You could however predict what the response would be to what is not lies, not a conspiracy, but honest mistakes, the classic cock-up. The government is not to blame; if anyone is, it's the police and Crown Prosecution Service for the complexity of what both consider as GBH with intent and what is not. No one as a result of the statistical errors was given a lesser sentence or charged with a lesser offence; the only crime committed here has been one of hubris. The government itself has become, quite rightly, it can be argued, increasingly proud of the fact that by both measures crime has dropped by a third since 1995. Why this has happened can be argued over, and whether Labour's policies are responsible is equally uncertain, especially considering that across the Western world over the same period crime has generally fallen, but any government regardless of hue would be trumping what has happened. Last time round however the government went too far, especially in the face of the rise of teenagers being stabbed to death on the streets of London,
and played up the fall in crime to such an extent that there was almost bound to be a reckoning come either the first rise, whether due to recession, which as the figures bear out has not yet happened, or the first mistake, which has come far sooner than they imagined.

Regardless of what any newspaper or politician will say, this will broadcast just one message to the public: that the crime figures can fundamentally not be trusted. It doesn't help when the Sun for example directly accuses politicians of lying and the police of hiding the true figures as if this was a conspiracy rather than the obvious cock-up, but it's the recounting itself that will cause the damage. It also fundamentally undermines everyone who does consider the numbers to be accurate, whether they be the police themselves, who overwhelmingly do not think that crime is rising, or the academics and policy makers that attempt to turn the evidence into something approaching a strategy.

What is not true is
that people do not believe statistics full stop. They do, but only as long as they back up what they think they already know. A fascinating survey conducted for Louise Casey's crime review found that when one group was told that crime had decreased, 21% said they didn't believe it had. When a separate group was told that crime had increased, not a single person challenged what they were told. Overwhelmingly when told that crime had increased, 42% blamed the government. When told that crime had decreased, just 15% gave the government any credit. The conclusion to be gleaned is simple: the government is on a hiding to nothing. It cannot possibly hope to get across its message that crime has fallen, either because of public cynicism and the general contempt for politicians, or because the most popular newspapers, in some cases certainly because it contradicts their narrative of just how bad things are in Broken Britain, will only highlight the rises while playing down the falls. This is exactly what happened earlier in the year. Also wrong is the Sun's claim in its leader column that people locally believe crime is going up: the last BCS yearly figures showed that two-thirds thought crime had gone up nationally, while just 39% thought it had gone up locally. Most think things aren't too bad where they live, but think they're awful elsewhere. Why this is the case is probably for the exact same reasons as why the government cannot get its message across.
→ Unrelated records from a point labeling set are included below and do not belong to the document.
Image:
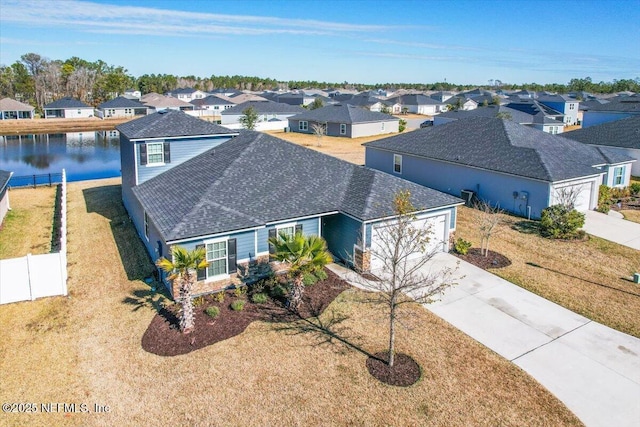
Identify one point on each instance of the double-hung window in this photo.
(217, 258)
(397, 163)
(618, 176)
(155, 153)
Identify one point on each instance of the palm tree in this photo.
(184, 269)
(304, 255)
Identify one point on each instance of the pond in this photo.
(83, 155)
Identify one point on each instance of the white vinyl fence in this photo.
(36, 276)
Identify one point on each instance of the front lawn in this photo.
(589, 277)
(88, 349)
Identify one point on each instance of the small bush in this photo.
(240, 291)
(309, 279)
(321, 274)
(259, 298)
(237, 305)
(212, 311)
(560, 222)
(462, 246)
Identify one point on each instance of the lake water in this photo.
(83, 155)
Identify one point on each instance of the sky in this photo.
(357, 41)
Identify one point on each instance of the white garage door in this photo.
(438, 238)
(583, 197)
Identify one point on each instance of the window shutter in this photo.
(202, 272)
(272, 234)
(167, 152)
(232, 255)
(143, 154)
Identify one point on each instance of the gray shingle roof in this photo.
(167, 124)
(67, 102)
(623, 133)
(121, 102)
(343, 113)
(255, 178)
(264, 107)
(498, 145)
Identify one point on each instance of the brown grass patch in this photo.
(349, 149)
(589, 277)
(631, 214)
(28, 227)
(302, 373)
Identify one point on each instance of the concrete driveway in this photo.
(594, 370)
(612, 228)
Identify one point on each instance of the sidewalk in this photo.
(594, 370)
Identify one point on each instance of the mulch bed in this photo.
(405, 370)
(163, 336)
(492, 260)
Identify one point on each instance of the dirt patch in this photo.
(491, 260)
(163, 336)
(405, 370)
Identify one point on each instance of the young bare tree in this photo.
(319, 130)
(488, 224)
(404, 277)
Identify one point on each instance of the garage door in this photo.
(380, 237)
(583, 198)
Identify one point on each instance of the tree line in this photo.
(37, 80)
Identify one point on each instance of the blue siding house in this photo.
(230, 198)
(522, 170)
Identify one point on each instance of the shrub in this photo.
(309, 279)
(462, 246)
(259, 298)
(560, 222)
(237, 305)
(240, 291)
(604, 199)
(321, 275)
(212, 311)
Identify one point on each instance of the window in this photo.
(397, 163)
(146, 226)
(217, 258)
(618, 176)
(155, 153)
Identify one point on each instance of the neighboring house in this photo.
(617, 108)
(122, 107)
(11, 109)
(157, 102)
(621, 137)
(518, 168)
(5, 207)
(231, 199)
(67, 108)
(525, 115)
(156, 143)
(564, 104)
(419, 104)
(345, 120)
(187, 94)
(267, 111)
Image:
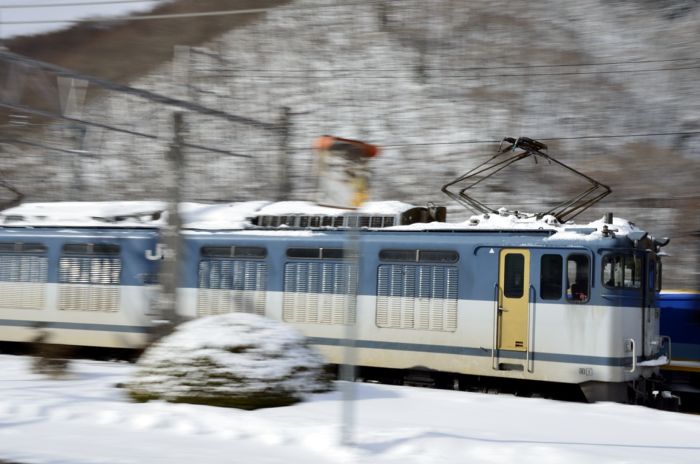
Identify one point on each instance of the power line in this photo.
(172, 15)
(466, 69)
(52, 5)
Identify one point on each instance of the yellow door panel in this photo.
(513, 299)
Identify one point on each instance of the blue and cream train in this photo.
(506, 297)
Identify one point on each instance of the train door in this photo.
(513, 299)
(650, 310)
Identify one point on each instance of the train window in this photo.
(317, 253)
(426, 256)
(304, 253)
(622, 271)
(319, 293)
(234, 252)
(398, 255)
(422, 297)
(19, 247)
(231, 285)
(438, 256)
(577, 280)
(23, 275)
(514, 275)
(551, 276)
(91, 249)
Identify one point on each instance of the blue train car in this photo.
(80, 283)
(530, 300)
(680, 321)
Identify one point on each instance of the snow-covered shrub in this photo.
(234, 360)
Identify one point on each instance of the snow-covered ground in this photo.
(85, 418)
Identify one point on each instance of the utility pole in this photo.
(284, 186)
(171, 248)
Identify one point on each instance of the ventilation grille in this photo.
(227, 285)
(417, 297)
(320, 293)
(89, 284)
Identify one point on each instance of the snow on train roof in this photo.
(232, 216)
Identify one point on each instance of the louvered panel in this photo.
(89, 283)
(437, 296)
(408, 299)
(23, 281)
(231, 286)
(312, 302)
(417, 297)
(81, 297)
(350, 281)
(451, 298)
(423, 303)
(396, 292)
(317, 293)
(383, 283)
(22, 295)
(328, 297)
(301, 293)
(288, 303)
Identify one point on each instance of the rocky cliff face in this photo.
(436, 87)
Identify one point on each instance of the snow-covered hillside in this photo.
(424, 84)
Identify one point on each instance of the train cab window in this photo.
(23, 275)
(622, 270)
(244, 252)
(551, 276)
(577, 280)
(319, 253)
(514, 275)
(423, 256)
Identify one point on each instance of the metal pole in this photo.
(171, 238)
(284, 188)
(348, 368)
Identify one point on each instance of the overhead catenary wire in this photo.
(451, 76)
(199, 14)
(463, 69)
(88, 3)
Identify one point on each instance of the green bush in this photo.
(234, 360)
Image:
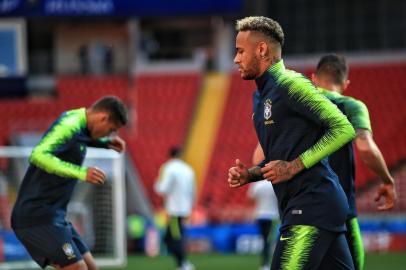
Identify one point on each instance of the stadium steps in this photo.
(235, 139)
(203, 131)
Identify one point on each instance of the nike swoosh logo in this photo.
(284, 238)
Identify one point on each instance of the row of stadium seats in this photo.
(164, 107)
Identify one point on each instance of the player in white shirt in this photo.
(176, 184)
(266, 210)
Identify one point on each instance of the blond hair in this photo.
(266, 26)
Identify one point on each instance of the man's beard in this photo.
(252, 73)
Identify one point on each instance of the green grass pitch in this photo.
(390, 261)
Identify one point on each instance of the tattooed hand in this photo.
(278, 171)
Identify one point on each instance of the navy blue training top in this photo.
(292, 119)
(55, 166)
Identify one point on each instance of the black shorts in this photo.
(51, 244)
(303, 247)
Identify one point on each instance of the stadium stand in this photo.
(235, 139)
(165, 106)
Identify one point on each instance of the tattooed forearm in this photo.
(285, 169)
(254, 174)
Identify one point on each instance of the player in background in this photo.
(331, 78)
(266, 210)
(298, 128)
(176, 183)
(38, 217)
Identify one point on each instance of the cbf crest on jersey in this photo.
(68, 250)
(268, 112)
Something of an answer to this would be to make the gathering and presenting of the statistics on crime completely independent and also transparent. The government and the statisticians need to stop fiddling around and changing the way the figures are counted so that they're not comparable over the long term, something they seem obsessed with doing, even if it is generally for good reasons. This won't stop the tabloids from screaming blue murder every time the figures go the wrong way, and it won't stop them resorting to the tawdry tactics
of reaching for comment from the highly unrepresentative victims of crime which they always do, but they quite clearly need to be depoliticised. With a government however that is committed to politicising security policy, something on which bipartisanship is vital, and when control from the centre is ever more formalised, this seems ever further away than ever.